La naissance du Bateau Ivre

Au cours de la première moitié des années 50, les Gelas envisagent de quitter la maison qu’ils habitent Avenue du Vercors (devenue récemment rue des Charbonnières) et, pour cela, acquièrent un terrain situé au nord de Saint-Marcellin, sur la route conduisant à Saint-Vérand et, au-delà, à Lyon par le Col de Toutes-Aures. Le quartier est pratiquement vide de construction. Le terrain choisi n’est pas du meilleur aloi, puisqu’il est en zone inondable, ce qui, à l’époque, ne devait pas être un argument majeur s’opposant à la construction. Aujourd’hui, ce quartier regroupe de nombreuses villas, ainsi que les établissements scolaires du secondaire, lycée et collège. L’avenue qui le parcourt se nomme avenue de la Saulaie.

La suite est racontée par Daniel Léger dans son précieux ouvrage « Vera Székely-Traces », publié en 2016 aux Editions Bernard Chauveau (1). Nous reprenons le mot-à-mot de l’auteur qui dit répéter ce que Monique et Fred Gelas lui ont conté. Nous confronterons ce récit à la réalité de certains documents, notamment des permis de construire et nous tenterons d’harmoniser les deux histoires.

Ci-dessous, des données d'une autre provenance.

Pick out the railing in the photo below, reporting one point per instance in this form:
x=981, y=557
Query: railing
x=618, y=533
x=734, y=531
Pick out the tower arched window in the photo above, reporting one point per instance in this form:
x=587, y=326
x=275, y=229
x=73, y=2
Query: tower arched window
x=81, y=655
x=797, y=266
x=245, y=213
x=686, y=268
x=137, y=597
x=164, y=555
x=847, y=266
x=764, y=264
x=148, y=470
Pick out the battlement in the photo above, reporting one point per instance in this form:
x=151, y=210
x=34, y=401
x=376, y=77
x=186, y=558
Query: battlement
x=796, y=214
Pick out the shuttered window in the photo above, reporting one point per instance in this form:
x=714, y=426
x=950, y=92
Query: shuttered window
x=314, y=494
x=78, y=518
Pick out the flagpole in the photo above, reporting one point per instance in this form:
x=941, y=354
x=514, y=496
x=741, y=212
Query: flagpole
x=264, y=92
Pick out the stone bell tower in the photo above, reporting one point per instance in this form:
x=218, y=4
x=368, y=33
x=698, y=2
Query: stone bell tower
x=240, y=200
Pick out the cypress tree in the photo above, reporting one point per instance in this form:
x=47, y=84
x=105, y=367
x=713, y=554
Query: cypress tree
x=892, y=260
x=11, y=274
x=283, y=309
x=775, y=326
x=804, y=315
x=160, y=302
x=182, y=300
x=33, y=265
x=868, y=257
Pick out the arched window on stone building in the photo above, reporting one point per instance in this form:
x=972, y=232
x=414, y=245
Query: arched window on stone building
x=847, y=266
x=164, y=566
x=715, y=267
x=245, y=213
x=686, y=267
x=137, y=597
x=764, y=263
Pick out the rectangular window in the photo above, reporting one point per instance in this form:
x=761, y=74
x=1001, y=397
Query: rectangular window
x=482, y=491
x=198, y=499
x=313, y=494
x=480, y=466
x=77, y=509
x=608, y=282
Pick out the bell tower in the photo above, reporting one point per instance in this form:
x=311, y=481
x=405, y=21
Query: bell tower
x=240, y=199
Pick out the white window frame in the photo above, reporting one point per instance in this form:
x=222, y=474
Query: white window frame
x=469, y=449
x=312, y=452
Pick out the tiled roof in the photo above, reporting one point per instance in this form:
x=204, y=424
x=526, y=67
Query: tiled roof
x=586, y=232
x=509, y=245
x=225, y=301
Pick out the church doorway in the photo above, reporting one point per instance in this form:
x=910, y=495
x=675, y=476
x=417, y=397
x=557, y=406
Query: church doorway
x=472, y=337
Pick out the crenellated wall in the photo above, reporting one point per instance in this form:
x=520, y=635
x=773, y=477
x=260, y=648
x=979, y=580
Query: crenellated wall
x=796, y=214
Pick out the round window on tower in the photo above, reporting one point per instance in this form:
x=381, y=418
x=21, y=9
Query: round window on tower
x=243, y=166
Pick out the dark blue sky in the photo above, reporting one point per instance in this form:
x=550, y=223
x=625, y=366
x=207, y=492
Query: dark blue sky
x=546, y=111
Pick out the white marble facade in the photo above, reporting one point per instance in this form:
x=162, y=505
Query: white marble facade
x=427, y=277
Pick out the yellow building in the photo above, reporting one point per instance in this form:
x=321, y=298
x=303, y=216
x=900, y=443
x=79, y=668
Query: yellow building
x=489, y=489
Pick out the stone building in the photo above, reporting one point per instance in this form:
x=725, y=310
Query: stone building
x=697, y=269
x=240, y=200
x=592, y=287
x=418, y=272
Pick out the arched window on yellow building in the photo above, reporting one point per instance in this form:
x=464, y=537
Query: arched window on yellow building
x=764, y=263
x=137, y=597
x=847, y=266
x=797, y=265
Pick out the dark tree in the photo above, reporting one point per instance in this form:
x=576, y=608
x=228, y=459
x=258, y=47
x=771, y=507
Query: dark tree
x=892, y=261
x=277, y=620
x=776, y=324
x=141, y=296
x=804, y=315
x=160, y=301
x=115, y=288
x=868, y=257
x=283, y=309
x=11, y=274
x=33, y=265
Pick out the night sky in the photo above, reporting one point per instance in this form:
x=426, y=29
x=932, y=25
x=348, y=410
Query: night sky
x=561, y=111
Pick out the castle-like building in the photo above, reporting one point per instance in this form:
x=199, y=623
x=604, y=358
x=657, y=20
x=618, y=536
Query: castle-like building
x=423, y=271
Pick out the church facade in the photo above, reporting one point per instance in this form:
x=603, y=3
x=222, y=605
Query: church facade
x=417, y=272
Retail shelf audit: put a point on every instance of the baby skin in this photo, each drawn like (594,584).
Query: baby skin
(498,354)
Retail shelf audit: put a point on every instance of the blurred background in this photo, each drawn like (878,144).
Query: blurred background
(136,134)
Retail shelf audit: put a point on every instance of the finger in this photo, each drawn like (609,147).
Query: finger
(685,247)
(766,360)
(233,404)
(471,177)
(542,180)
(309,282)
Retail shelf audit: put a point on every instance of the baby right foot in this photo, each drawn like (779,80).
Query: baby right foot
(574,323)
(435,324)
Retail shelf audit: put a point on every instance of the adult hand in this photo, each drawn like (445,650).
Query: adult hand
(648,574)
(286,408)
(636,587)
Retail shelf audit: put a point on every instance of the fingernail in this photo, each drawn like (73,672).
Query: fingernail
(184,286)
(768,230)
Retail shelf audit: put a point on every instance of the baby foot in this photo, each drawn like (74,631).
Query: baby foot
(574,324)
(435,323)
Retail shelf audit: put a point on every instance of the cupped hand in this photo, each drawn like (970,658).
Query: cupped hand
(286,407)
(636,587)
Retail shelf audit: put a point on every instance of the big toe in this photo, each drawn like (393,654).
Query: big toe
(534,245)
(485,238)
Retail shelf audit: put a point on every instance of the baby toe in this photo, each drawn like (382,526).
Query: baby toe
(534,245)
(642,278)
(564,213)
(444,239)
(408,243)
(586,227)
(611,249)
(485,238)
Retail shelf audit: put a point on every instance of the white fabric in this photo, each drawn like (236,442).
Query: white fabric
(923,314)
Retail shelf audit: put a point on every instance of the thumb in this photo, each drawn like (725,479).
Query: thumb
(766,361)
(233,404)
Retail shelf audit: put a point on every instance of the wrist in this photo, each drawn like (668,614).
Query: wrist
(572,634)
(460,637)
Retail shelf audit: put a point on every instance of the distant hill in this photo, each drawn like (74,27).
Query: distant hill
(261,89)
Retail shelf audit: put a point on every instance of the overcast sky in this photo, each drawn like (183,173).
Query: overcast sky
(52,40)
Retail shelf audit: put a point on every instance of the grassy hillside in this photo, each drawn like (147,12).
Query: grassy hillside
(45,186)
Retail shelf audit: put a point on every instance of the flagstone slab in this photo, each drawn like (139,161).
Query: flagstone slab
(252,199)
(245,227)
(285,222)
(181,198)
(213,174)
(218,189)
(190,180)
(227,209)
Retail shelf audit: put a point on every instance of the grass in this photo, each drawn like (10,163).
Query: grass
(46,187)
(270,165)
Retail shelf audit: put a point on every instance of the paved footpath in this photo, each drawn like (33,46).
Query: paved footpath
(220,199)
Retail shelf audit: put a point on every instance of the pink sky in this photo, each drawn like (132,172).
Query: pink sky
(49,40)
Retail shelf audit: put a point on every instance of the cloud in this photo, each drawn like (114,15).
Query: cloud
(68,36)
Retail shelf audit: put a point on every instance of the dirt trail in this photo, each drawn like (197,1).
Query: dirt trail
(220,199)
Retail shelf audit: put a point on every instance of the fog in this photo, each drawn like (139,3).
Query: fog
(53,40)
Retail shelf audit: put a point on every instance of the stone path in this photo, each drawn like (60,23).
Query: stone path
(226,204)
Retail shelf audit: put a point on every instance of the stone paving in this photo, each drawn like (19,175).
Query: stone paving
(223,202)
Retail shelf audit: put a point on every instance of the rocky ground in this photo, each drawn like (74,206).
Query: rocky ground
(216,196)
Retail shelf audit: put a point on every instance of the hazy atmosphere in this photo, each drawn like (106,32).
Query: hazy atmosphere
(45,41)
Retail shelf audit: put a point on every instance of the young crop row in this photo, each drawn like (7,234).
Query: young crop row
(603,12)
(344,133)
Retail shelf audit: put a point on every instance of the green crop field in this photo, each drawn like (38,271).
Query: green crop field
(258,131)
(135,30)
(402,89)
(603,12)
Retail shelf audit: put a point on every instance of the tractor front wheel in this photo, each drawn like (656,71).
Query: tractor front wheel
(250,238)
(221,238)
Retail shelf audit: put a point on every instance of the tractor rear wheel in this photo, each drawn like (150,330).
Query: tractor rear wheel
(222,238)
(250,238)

« Je débute par l’historique du Bateau Ivre conté par les époux Gelas, Monique et Fred. Alfred consacre ses loisirs à sa chorale « A Cœur Joie » à Saint-Marcellin ; il en est le chef de chœur. Le premier rassemblement du mouvement « A Cœur Joie » se déroule en 1950 à Chamarande sous le nom de « Cham50 ». Devant son succès, les organisateurs cherchent un lieu permettant de rassembler tous les trois ans un nombre conséquent de choristes venus du monde entier. Ce sera à Vaison-la-Romaine dans le Vaucluse, en 1953, que naissent les Choralies. Et c’est précisément par cette naissance que va poindre le Bateau Ivre.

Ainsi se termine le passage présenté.